3. Valves are also subject to wear, especially in this case the valve stems. When they wear out, a large gap appears between the guide and the valve stem, which also leads to oil leakage into the combustion chamber and onto the spark plugs. Replacement of valves and, as a rule, guide bushings is required.

4. When the piston rings, as well as the cylinder bore, wear out, oil is sucked into the combustion chamber, this is the so-called pumping effect. Replacement is required, and possibly the pistons themselves when they are worn out. In such cases, cracked partitions under the rings on the piston are also possible.

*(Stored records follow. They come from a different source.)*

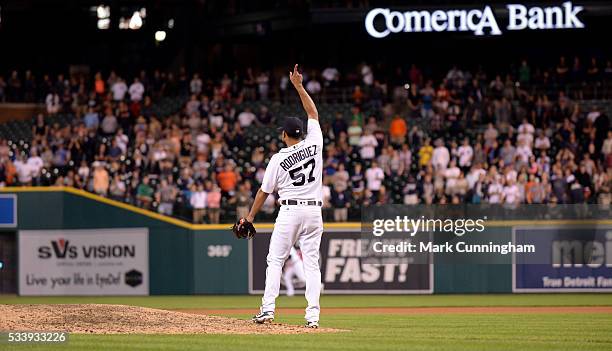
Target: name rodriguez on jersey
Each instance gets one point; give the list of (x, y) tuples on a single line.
[(298, 156)]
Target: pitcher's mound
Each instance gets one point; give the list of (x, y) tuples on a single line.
[(120, 319)]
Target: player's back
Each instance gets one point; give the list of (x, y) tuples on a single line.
[(296, 172)]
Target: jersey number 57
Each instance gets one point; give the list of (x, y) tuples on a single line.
[(299, 177)]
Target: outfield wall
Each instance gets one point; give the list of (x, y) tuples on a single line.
[(206, 259)]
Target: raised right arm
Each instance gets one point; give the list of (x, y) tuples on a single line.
[(296, 79)]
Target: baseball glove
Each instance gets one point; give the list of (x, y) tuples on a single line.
[(243, 229)]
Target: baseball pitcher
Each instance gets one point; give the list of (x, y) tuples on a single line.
[(295, 172)]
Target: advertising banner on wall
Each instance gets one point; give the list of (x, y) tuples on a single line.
[(579, 259), (84, 262), (344, 270)]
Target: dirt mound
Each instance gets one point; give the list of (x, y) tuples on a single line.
[(121, 319)]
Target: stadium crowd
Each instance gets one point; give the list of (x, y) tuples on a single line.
[(463, 137)]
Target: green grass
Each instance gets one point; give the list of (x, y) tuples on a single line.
[(457, 332), (229, 301)]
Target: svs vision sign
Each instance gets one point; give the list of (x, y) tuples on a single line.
[(478, 21)]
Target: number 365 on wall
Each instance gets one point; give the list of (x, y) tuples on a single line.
[(219, 250)]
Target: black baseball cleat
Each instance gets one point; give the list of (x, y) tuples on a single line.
[(313, 325), (263, 317)]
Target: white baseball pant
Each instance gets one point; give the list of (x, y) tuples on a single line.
[(293, 268), (303, 224)]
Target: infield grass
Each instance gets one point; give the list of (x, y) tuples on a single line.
[(457, 332)]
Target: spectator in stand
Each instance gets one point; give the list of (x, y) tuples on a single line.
[(53, 103), (100, 179), (136, 90), (198, 201), (398, 130), (368, 144), (165, 197), (246, 118), (195, 86), (341, 201), (227, 180), (214, 202), (313, 86), (119, 89), (144, 193), (2, 89), (374, 177)]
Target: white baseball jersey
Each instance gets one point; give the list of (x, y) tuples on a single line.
[(297, 171)]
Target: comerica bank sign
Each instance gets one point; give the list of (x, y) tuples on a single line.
[(479, 21)]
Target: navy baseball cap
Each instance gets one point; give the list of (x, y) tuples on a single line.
[(293, 127)]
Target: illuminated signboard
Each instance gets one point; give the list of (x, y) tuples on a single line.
[(478, 21)]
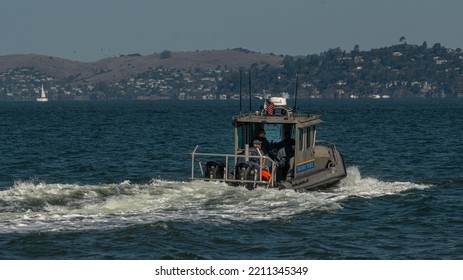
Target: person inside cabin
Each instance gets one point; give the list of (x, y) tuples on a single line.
[(256, 150), (265, 145), (285, 156)]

Signs of piston ring wear are the presence of oil at the end of the spark plug threads and on the insulators themselves. It is necessary to check the engine cylinders with all spark plugs turned out.

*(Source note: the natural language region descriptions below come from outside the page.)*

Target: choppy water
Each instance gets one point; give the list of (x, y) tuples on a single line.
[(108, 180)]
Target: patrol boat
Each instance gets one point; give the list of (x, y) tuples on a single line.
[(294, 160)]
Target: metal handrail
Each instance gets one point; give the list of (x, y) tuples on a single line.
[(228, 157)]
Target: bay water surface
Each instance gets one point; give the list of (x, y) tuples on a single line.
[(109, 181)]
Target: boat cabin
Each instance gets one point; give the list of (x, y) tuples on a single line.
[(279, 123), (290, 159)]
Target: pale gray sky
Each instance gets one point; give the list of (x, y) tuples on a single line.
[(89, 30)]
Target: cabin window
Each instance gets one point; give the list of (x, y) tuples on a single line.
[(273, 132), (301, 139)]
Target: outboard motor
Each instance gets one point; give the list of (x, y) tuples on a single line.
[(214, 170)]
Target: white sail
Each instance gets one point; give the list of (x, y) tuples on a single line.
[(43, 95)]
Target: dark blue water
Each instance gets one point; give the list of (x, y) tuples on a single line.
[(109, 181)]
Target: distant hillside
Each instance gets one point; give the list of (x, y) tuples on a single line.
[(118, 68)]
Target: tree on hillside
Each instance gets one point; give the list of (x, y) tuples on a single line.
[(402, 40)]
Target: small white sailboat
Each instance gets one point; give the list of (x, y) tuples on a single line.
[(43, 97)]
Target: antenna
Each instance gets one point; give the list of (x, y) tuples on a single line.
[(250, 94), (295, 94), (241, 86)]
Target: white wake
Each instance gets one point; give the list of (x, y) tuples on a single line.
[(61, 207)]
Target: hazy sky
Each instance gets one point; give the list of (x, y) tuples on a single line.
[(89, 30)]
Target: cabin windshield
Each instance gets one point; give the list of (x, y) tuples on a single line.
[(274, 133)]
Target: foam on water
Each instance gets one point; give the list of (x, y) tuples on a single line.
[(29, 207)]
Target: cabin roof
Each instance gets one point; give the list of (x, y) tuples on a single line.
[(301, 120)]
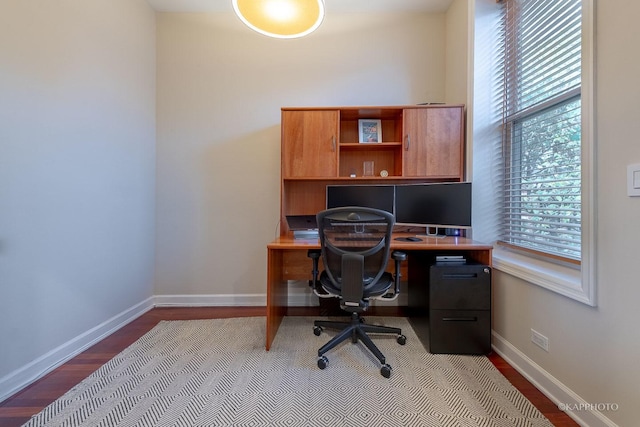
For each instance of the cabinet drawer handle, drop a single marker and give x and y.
(460, 319)
(460, 276)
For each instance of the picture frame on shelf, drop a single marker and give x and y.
(369, 130)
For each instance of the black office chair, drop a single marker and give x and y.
(355, 244)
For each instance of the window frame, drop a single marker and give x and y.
(573, 281)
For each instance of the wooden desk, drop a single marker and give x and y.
(287, 260)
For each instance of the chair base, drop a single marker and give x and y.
(356, 330)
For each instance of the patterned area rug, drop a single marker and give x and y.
(217, 373)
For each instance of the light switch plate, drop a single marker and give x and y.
(633, 180)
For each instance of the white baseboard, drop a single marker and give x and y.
(22, 377)
(550, 386)
(211, 300)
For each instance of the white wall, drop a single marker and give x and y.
(456, 52)
(220, 90)
(77, 161)
(593, 350)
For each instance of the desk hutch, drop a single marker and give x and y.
(320, 147)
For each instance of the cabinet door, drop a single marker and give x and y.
(309, 144)
(433, 142)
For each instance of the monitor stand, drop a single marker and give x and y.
(435, 232)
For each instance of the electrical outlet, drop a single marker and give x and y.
(540, 340)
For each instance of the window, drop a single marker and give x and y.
(542, 127)
(533, 141)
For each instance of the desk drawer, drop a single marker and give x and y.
(460, 287)
(460, 331)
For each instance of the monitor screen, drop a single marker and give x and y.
(371, 196)
(446, 205)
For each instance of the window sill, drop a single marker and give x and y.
(561, 279)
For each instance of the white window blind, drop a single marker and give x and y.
(541, 122)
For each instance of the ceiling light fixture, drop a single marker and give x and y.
(284, 19)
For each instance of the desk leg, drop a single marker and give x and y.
(277, 293)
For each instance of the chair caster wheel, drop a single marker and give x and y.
(322, 362)
(385, 370)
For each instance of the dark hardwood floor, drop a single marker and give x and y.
(17, 410)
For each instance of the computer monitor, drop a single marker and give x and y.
(371, 196)
(435, 205)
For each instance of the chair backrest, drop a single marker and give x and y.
(355, 244)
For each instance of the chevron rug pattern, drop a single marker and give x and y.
(216, 372)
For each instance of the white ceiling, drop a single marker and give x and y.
(331, 5)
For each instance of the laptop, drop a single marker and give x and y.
(302, 222)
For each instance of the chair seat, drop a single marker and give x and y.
(380, 288)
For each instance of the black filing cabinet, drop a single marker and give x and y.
(458, 320)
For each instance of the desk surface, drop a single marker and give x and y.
(427, 243)
(287, 260)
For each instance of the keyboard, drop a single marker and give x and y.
(358, 239)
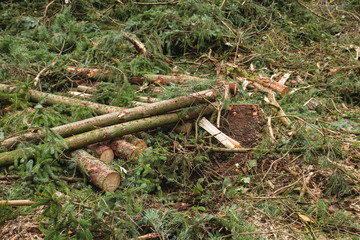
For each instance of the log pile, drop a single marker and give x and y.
(110, 133)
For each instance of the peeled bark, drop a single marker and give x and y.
(99, 173)
(118, 117)
(110, 132)
(103, 152)
(48, 98)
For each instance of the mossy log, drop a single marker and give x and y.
(48, 98)
(110, 132)
(98, 172)
(118, 117)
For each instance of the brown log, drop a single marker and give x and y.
(98, 172)
(110, 132)
(117, 117)
(137, 142)
(15, 203)
(91, 73)
(103, 152)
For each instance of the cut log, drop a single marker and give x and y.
(147, 99)
(92, 73)
(86, 89)
(80, 94)
(117, 117)
(137, 142)
(125, 150)
(220, 136)
(98, 172)
(110, 132)
(165, 79)
(15, 203)
(103, 152)
(48, 98)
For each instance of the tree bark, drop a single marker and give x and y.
(48, 98)
(110, 132)
(103, 152)
(91, 73)
(117, 117)
(99, 173)
(165, 79)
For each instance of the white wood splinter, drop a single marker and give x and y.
(220, 136)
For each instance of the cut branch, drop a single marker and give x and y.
(117, 117)
(107, 133)
(48, 98)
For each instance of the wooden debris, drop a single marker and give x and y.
(16, 203)
(220, 136)
(110, 132)
(50, 99)
(103, 152)
(99, 173)
(312, 103)
(117, 117)
(165, 79)
(91, 73)
(80, 94)
(126, 150)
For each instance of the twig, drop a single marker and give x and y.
(47, 6)
(316, 14)
(154, 3)
(14, 203)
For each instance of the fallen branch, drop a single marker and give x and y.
(16, 203)
(48, 98)
(107, 133)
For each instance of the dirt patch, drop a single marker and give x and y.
(244, 123)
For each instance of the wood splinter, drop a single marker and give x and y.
(220, 136)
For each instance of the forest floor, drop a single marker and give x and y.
(287, 82)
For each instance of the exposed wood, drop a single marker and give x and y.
(125, 150)
(117, 117)
(137, 142)
(80, 94)
(103, 152)
(110, 132)
(98, 172)
(166, 79)
(48, 98)
(147, 99)
(220, 136)
(16, 203)
(91, 73)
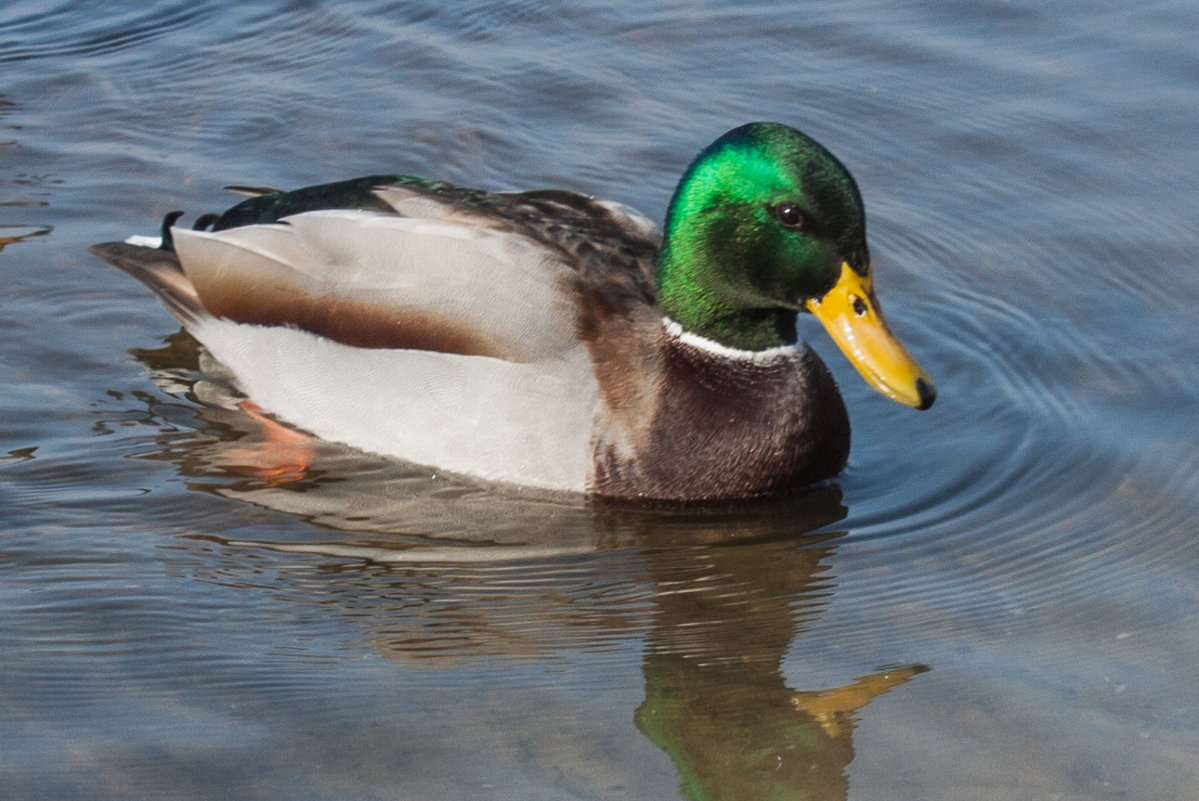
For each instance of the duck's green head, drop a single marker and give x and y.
(765, 224)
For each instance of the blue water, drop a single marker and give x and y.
(998, 600)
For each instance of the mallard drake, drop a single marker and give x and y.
(547, 338)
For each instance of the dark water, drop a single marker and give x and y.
(998, 600)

5. An increased oil level can be caused by a banal overflow of oil during replacement, or when coolant gets into the engine sump. It is treated by draining excess oil, or by repairing the engine if antifreeze gets in.

6. When the crankcase ventilation is clogged, the pressure of the crankcase gases increases, which also causes excess oil to enter the combustion chamber, since the piston rings are unable to cope with the large amount of oil in the cylinder.

Engine detonation may also occur (often when using low-octane and low-quality gasoline), which during long-term operation sometimes ends with the fact that when the spark plug is removed, there are no electrodes or the insulator on it. If you are lucky, these parts of the spark plug will “fly out” into the muffler, otherwise, if they get between the seat and the valve plate, complex and expensive engine repairs will be required.

If oil gets into the combustion chamber and, as a result, misfires are observed in individual cylinders, and if the spark plug is heavily oiled, one of the cylinders may stop working altogether.

When the spark plugs are oiled, the engine starts unstable (sometimes even impossible to start), this is especially critical in winter. In this case, removing the spark plugs and cleaning them can help, but, as a rule, this procedure does not last long, since you need to find and eliminate the cause of the appearance of oil on the spark plugs.

Many car enthusiasts put off solving problems with the appearance of oil on the spark plugs by installing new spark plugs and operate the car until the spark plugs are re-installed. However, this approach has an extremely negative impact on the “well-being” of the engine, since such a situation causes increased wear of both valve seats, valve plates, and the cylinder-piston group, against the backdrop of constant topping up of expensive oil.

Our advice is to take care of the engine, your finances and nerves and, without delay, install and repair the engine malfunction.